Right of retention and transfer of land

Article 17 of Law 203 of 1982 on land improvements, additions and transformations states: “…… The tenant who has carried out” improvements, additions and transformations of the fund “referred to in the first paragraph of Article 16 shall be entitled to an indemnity corresponding to the increase in the market value achieved by the fund as a result of the improvements made by him and as resulting at the time of the termination of the relationship, with reference to the current market value of the unprocessed fund. The parties may also agree on the payment of this allowance before the termination of the relationship. …… The tenant is entitled to the retention of the land until the landlord has paid him the compensation fixed by the inspectorate or determined by final judgment by the court. In the case of sale of the land prior to the payment to the tenant of the indemnity referred to in the preceding paragraph, the owner shall be obliged to declare in the deed of sale the existence of the obligation to the tenant as a result of the works referred to in the first paragraph of Article 16, being in such case released from the obligation“.

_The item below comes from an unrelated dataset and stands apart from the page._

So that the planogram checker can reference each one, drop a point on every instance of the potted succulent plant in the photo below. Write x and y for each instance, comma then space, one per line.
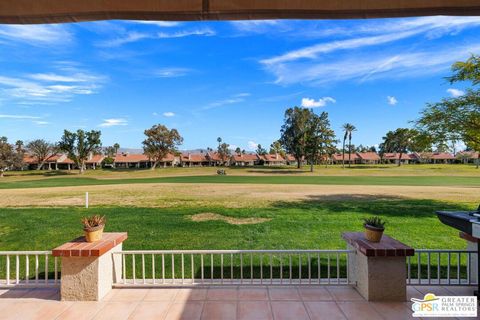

As a result of the aforementioned legislative provision, the question arose concerning the relations among the successive owners; their different positions with respect to the party with the right of retention; and the actions and defenses incumbent on each to safeguard their respective interests in the event that a sale of the fund was made.

According to a part of the doctrine and jurisprudence, in the case where the tenant invokes the right of retention for the improvements made on the land against the new owner and, on his part, the new owner acts for the release of the land there is a clear and relevant conflict of interests that is not easily and readily resolved.

A first remedy could be to call in the seller, i.e., the former owner, under Article 106 of the Code of Civil Procedure for him to give the “suitable guarantees” mentioned in Article 15 of Law No. 11 February 1971. 11. The seller, who is called into the lawsuit, may take two different attitudes: he may provide the appropriate security while disputing the tenant’s claim for the improvements, or he may instead take a completely negative stance both with regard to the debt and, more importantly, with regard to the security. In the former case, the release action will take its course; in the latter, however, the action by which the new owner, i.e., the buyer, seeks to obtain release will remain paralyzed by the prevailing right of retention granted to the tenant. There remains, in any case, in favor of the buyer, and against the seller, the action provided for in Article 1489 of the Civil Code, for the hypothesis that the thing sold is encumbered by burdens or by non-apparent real or personal rights that diminish its free enjoyment and that have not been declared in the contract of sale.